In Geiger, the tenant under the lease was Green Haven, a state-licensed marijuana grower.  The lease prohibited Green Haven from using the land for any purpose other than growing marijuana.  The UST took the position that the lease to Green Haven violated the provisions of the CSA and moved to dismiss the Debtors’ cases for cause by alleging gross mismanagement of the estate.  The motion was denied without prejudice, however, because the Debtors asserted that they were able to propose a plan that specifically rejected the Green Haven lease.

That is exactly what happened.  The Debtors subsequently moved to reject the Green Haven lease and filed an amended plan of reorganization that did not depend at all on the continuation of the Green Haven lease or revenue generated from the tenant’s marijuana business.  The UST nonetheless objected to the amended plan, arguing that it violated Section 1129(a)(3) of the Bankruptcy Code, which requires a plan to be “proposed in good faith and not by any means forbidden by law.”  The UST argued that “any confirmation order and related plan injunction entered in this case would tacitly promote ongoing criminal conduct” regardless of the rejection of the Green Haven lease, and the plan was therefore proposed by a means forbidden by law.  The bankruptcy court rejected the UST’s argument and confirmed the amended plan, ruling that, while it must consider whether a plan is premised on known illegal behavior, there was no such behavior because the Green Haven lease had been rejected and all payments under the amended plan would be made from non-marijuana business income.
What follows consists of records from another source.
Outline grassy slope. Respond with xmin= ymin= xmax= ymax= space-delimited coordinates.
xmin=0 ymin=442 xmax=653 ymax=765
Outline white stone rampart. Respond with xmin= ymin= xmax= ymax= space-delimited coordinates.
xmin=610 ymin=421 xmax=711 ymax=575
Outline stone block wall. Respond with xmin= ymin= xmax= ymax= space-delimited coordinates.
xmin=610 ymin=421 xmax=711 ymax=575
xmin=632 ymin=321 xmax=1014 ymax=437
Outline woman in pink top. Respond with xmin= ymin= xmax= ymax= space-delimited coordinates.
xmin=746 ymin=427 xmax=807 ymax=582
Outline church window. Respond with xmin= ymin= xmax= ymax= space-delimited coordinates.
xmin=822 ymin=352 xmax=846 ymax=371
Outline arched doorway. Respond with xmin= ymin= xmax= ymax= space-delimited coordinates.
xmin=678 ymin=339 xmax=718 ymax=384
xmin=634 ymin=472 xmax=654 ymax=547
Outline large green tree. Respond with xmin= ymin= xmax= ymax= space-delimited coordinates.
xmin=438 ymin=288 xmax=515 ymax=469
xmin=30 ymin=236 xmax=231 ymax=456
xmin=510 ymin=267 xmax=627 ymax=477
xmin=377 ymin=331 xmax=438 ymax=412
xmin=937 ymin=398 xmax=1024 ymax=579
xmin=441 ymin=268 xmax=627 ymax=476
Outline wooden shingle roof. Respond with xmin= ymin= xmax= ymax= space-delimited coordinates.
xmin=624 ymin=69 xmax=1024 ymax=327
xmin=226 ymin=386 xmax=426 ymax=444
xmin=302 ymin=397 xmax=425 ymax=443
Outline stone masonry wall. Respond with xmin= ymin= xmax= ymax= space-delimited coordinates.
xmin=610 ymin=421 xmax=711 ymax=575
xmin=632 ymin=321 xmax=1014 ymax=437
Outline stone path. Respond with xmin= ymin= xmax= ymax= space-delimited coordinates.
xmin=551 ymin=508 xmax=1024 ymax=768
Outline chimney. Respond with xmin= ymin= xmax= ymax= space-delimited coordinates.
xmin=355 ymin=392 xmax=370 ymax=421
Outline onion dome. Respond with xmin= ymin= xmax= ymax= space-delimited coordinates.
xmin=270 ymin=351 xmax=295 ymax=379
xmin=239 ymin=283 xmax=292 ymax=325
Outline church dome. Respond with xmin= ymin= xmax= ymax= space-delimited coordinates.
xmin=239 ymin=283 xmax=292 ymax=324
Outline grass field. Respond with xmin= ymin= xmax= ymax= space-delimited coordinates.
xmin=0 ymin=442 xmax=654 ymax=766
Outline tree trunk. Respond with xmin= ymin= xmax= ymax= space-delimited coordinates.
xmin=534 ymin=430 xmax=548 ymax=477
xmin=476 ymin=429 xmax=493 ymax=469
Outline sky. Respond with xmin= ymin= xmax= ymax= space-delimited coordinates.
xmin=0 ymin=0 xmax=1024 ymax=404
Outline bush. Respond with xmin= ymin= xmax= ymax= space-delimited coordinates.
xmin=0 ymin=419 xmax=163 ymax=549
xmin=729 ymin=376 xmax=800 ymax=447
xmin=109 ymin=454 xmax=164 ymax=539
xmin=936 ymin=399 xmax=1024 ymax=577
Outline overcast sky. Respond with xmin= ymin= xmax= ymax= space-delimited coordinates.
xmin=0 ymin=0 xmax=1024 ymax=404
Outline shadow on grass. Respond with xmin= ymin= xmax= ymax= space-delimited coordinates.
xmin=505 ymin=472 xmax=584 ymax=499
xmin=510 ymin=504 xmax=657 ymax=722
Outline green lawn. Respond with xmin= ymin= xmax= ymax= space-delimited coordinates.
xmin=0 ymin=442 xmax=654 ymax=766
On appeal, the UST argued that, under the plain meaning of Section 1129(a)(3), a court “cannot confirm a plan whose substance envisions or perpetuates illegal activity.”  The district court rejected this broad interpretation, ruling that “envision” and “perpetuate” both go beyond the scope of the phrase “by any means forbidden by law” and would, in effect, turn the bankruptcy court into a regulatory or criminal court.  Instead, the court held that, at most, Section 1129(a)(3) allows the bankruptcy court to limit its review to the four corners of the plan in order to ensure that the plan does not depend upon any known violation of the law.  Because the Green Haven lease had already been rejected and distributions were not based upon revenue generated from the tenant’s marijuana business, the amended plan was not based upon illegal activity and did not violate Section 1129(a)(3).  For these reasons, the district court affirmed the confirmation of the amended plan.
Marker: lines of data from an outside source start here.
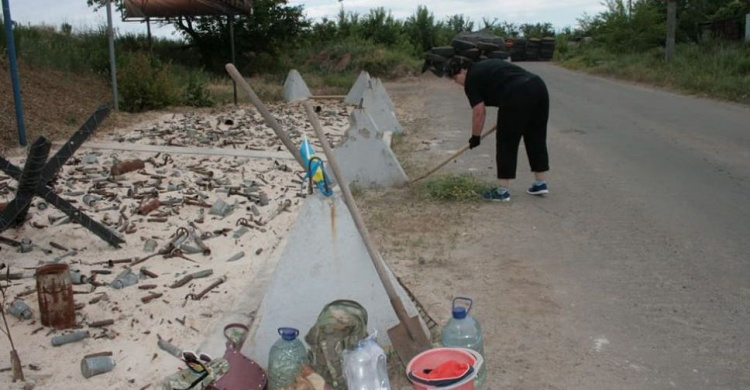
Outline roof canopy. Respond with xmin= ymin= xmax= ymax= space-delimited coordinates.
xmin=125 ymin=0 xmax=252 ymax=20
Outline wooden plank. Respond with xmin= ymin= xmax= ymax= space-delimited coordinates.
xmin=50 ymin=142 xmax=326 ymax=161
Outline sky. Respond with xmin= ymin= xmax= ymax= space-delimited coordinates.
xmin=0 ymin=0 xmax=604 ymax=38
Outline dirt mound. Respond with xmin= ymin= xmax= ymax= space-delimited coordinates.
xmin=0 ymin=58 xmax=112 ymax=151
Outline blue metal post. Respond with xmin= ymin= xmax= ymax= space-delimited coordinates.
xmin=3 ymin=0 xmax=26 ymax=146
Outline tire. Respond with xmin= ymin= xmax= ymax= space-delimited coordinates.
xmin=451 ymin=39 xmax=477 ymax=53
xmin=458 ymin=48 xmax=482 ymax=61
xmin=487 ymin=50 xmax=510 ymax=60
xmin=424 ymin=52 xmax=448 ymax=62
xmin=430 ymin=46 xmax=456 ymax=58
xmin=477 ymin=42 xmax=500 ymax=53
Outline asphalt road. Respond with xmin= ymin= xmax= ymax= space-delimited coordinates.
xmin=427 ymin=63 xmax=750 ymax=389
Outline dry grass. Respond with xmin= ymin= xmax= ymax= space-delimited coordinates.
xmin=357 ymin=187 xmax=476 ymax=266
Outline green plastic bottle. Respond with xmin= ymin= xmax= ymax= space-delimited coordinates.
xmin=268 ymin=328 xmax=309 ymax=390
xmin=442 ymin=297 xmax=487 ymax=388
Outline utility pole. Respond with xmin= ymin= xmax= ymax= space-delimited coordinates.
xmin=107 ymin=0 xmax=120 ymax=111
xmin=666 ymin=0 xmax=677 ymax=62
xmin=2 ymin=0 xmax=26 ymax=146
xmin=628 ymin=0 xmax=633 ymax=22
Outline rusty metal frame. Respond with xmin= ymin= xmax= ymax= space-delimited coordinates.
xmin=0 ymin=106 xmax=125 ymax=248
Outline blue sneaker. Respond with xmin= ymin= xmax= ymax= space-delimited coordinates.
xmin=482 ymin=187 xmax=510 ymax=202
xmin=526 ymin=183 xmax=549 ymax=196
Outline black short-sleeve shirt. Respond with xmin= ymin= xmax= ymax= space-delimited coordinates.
xmin=464 ymin=59 xmax=539 ymax=108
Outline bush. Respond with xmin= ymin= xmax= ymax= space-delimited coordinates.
xmin=117 ymin=53 xmax=178 ymax=112
xmin=183 ymin=72 xmax=216 ymax=107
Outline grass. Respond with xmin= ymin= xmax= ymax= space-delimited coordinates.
xmin=558 ymin=40 xmax=750 ymax=104
xmin=415 ymin=174 xmax=491 ymax=202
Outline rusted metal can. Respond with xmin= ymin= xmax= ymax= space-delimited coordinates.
xmin=109 ymin=160 xmax=146 ymax=176
xmin=36 ymin=264 xmax=76 ymax=329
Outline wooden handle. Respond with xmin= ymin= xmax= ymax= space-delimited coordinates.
xmin=224 ymin=64 xmax=307 ymax=172
xmin=304 ymin=101 xmax=422 ymax=340
xmin=410 ymin=125 xmax=497 ymax=183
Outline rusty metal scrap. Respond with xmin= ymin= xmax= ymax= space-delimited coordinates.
xmin=109 ymin=159 xmax=146 ymax=176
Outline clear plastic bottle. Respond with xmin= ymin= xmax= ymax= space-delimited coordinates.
xmin=442 ymin=297 xmax=487 ymax=387
xmin=268 ymin=328 xmax=309 ymax=390
xmin=343 ymin=335 xmax=391 ymax=390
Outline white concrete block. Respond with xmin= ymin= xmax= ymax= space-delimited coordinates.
xmin=373 ymin=78 xmax=396 ymax=112
xmin=333 ymin=108 xmax=409 ymax=188
xmin=362 ymin=81 xmax=404 ymax=133
xmin=282 ymin=69 xmax=312 ymax=102
xmin=344 ymin=70 xmax=370 ymax=106
xmin=242 ymin=194 xmax=429 ymax=367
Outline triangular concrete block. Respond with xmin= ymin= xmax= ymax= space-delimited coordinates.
xmin=344 ymin=70 xmax=370 ymax=106
xmin=242 ymin=194 xmax=429 ymax=367
xmin=283 ymin=69 xmax=312 ymax=102
xmin=333 ymin=108 xmax=409 ymax=188
xmin=362 ymin=81 xmax=404 ymax=133
xmin=373 ymin=78 xmax=396 ymax=112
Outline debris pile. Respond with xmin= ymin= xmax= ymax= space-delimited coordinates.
xmin=0 ymin=102 xmax=349 ymax=389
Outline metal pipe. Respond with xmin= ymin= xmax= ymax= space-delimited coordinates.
xmin=229 ymin=15 xmax=237 ymax=106
xmin=3 ymin=0 xmax=26 ymax=146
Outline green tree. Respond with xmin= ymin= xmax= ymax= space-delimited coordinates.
xmin=404 ymin=5 xmax=443 ymax=53
xmin=174 ymin=0 xmax=311 ymax=72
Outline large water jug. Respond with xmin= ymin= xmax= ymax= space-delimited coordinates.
xmin=442 ymin=297 xmax=487 ymax=387
xmin=343 ymin=335 xmax=391 ymax=390
xmin=268 ymin=328 xmax=309 ymax=390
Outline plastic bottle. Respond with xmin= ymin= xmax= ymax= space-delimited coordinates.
xmin=299 ymin=134 xmax=333 ymax=196
xmin=8 ymin=299 xmax=33 ymax=320
xmin=343 ymin=335 xmax=391 ymax=390
xmin=268 ymin=328 xmax=309 ymax=390
xmin=109 ymin=268 xmax=138 ymax=290
xmin=442 ymin=297 xmax=487 ymax=387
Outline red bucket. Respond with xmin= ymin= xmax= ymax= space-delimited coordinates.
xmin=406 ymin=348 xmax=484 ymax=390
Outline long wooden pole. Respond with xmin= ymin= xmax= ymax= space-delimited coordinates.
xmin=303 ymin=101 xmax=423 ymax=341
xmin=224 ymin=64 xmax=307 ymax=171
xmin=409 ymin=125 xmax=497 ymax=183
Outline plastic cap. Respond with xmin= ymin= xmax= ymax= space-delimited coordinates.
xmin=279 ymin=328 xmax=299 ymax=341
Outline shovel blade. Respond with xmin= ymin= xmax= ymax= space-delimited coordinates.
xmin=388 ymin=316 xmax=432 ymax=367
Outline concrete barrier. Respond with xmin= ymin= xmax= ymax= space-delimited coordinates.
xmin=282 ymin=69 xmax=312 ymax=102
xmin=373 ymin=78 xmax=396 ymax=112
xmin=242 ymin=194 xmax=429 ymax=367
xmin=362 ymin=79 xmax=404 ymax=133
xmin=333 ymin=108 xmax=409 ymax=188
xmin=344 ymin=70 xmax=370 ymax=106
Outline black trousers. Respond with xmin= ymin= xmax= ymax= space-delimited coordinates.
xmin=495 ymin=77 xmax=549 ymax=179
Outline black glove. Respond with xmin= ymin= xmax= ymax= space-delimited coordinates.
xmin=469 ymin=135 xmax=482 ymax=149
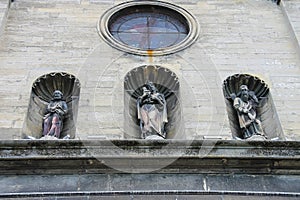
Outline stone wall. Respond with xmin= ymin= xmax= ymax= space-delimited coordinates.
xmin=0 ymin=0 xmax=300 ymax=140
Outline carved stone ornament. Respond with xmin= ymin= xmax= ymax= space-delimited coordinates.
xmin=23 ymin=72 xmax=80 ymax=139
xmin=223 ymin=74 xmax=284 ymax=140
xmin=137 ymin=82 xmax=168 ymax=139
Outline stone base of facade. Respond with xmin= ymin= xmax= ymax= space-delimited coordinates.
xmin=0 ymin=140 xmax=300 ymax=199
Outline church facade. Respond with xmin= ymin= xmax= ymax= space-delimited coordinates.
xmin=0 ymin=0 xmax=300 ymax=199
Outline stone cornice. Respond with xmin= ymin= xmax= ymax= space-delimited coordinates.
xmin=0 ymin=140 xmax=300 ymax=175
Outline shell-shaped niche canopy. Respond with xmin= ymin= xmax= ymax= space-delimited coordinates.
xmin=124 ymin=65 xmax=183 ymax=139
xmin=223 ymin=74 xmax=284 ymax=140
xmin=23 ymin=72 xmax=80 ymax=138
It is too soon for those doing business with legal marijuana businesses to celebrate.  The district court would likely have reached a different result if the Debtors were still leasing property to Green Haven or if the plan was otherwise based upon a known illegal activity.  Nonetheless, the court’s decision demonstrates that simply engaging in business with a legal marijuana business is not a per se bar against accessing the bankruptcy courts.  A debtor would need to cleanse itself from the “taint” of a legal marijuana business, whether by rejecting the relevant contract or lease or by proposing a plan that is no way dependent upon marijuana-related income or some other known illegal activity.  This is indeed a small step for those doing business with marijuana businesses, but the court’s decision in Geiger may be the start of chipping away at what some people see as the UST’s draconian marijuana position.  However, the national political landscape regarding the legalization of marijuana is continually changing, with Attorney General Jeff Sessions having recently rescinded memoranda from the Obama administration that had adopted a policy of not interfering with state laws favorable to marijuana use.  Businesses must not only keep a sharp eye on the legal landscape regarding these issues, but on the political landscape as well as we begin to grapple with what could be a highly profitable and competitive emerging business industry.